Da das Christentum de jure und nicht de facto katholisch ist, so erachte ich meinesteils mich für berechtigt, der Kirche als ein Mitglied de jure und nicht de facto anzugehören, nicht nur auf eine Weile, sondern unter Umständen mein ganzes Leben.

Ich bin der Ansicht, daß es unsere Pflicht ist - und zwar eine so streng verbindliche Pflicht, daß man fast nicht ohne Verrat gegen sie verstoßen kann -, der Öffentlichkeit die Möglichkeit eines wahrhaft inkarnierten Christentums vorzuleben. Niemals noch hat es in der ganzen gegenwärtig bekannten Geschichte eine Zeit gegeben, in der die Seelen über den ganzen Erdball hin in einer ähnlichen Gefahr wie heute standen.

Aber alles ist derart mit allem verknüpft, daß das Christentum nur dann wahrhaft inkarniert sein kann, wenn es katholisch ist, in dem eben von mir definierten Sinne. Wie könnte es einen Kreislauf durch das ganze Fleisch der europäischen Nationen vollbringen, wenn es in sich selber nicht alles, unbedingt alles enthält?
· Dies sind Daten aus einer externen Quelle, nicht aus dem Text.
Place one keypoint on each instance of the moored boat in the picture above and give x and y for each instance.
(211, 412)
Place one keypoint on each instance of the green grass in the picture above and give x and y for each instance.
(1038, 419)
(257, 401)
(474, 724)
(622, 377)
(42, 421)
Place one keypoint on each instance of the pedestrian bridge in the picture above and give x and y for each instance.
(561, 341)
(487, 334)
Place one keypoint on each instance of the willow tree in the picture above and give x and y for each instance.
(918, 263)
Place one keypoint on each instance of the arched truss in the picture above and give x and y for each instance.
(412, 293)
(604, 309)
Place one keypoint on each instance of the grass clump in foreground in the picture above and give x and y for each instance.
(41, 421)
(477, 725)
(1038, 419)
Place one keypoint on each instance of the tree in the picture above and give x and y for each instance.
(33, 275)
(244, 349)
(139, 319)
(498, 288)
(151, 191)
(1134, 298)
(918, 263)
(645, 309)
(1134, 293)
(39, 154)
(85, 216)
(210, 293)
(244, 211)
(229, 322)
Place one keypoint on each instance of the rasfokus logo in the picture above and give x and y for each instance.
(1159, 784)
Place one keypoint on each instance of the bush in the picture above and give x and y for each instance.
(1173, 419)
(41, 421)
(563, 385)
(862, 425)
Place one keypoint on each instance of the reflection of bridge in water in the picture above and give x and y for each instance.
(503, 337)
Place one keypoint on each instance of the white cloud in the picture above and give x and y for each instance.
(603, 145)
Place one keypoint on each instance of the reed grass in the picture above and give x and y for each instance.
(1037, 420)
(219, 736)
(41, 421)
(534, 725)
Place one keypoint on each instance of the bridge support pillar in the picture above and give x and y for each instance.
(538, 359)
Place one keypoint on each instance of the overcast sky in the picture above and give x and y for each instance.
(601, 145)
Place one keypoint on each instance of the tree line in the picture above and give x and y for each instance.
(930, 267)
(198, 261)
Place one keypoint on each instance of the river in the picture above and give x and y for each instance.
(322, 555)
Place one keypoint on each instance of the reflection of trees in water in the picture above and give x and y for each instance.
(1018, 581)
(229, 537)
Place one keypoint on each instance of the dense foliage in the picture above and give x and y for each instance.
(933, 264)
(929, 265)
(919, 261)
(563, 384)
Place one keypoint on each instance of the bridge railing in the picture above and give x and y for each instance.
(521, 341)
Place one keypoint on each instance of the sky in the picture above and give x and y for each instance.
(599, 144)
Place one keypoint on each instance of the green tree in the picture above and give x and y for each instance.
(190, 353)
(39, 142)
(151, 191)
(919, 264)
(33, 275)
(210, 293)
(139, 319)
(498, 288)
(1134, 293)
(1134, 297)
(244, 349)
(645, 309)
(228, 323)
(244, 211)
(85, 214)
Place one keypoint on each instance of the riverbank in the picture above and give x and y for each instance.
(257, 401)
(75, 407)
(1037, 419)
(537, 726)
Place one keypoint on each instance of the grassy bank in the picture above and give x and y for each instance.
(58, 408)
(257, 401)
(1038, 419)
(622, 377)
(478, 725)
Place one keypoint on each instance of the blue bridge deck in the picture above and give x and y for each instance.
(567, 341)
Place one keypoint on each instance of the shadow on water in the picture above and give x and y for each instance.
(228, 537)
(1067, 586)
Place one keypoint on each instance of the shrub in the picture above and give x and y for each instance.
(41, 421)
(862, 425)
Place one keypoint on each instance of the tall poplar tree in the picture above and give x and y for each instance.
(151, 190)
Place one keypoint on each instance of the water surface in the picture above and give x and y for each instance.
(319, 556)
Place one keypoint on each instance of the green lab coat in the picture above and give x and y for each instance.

Selbstverständlich mit Ausnahme der Lüge. Aber in allem, was ist, ist meist mehr Wahrheit als Lüge.

Da ich diese Dringlichkeit so tief und schmerzlich empfinde, würde ich die Wahrheit verraten, das heißt: den Aspekt der Wahrheit, der meiner Wahrnehmung zugänglich ist, wenn ich die Stelle verließe, an der ich mich seit meiner Geburt befinde, an jenem Schnittpunkt des Christentums mit allem, was es nicht ist. Immer bin ich an genau dieser Stelle geblieben, auf der Schwelle der Kirche, ohne mich zu rühren, unbeweglich, in Erwartung, nur das nunmehr mein Herz, wie ich hoffe für immer, in das Allerheiligste versetzt worden ist, das auf dem Altar ausgesetzt ist.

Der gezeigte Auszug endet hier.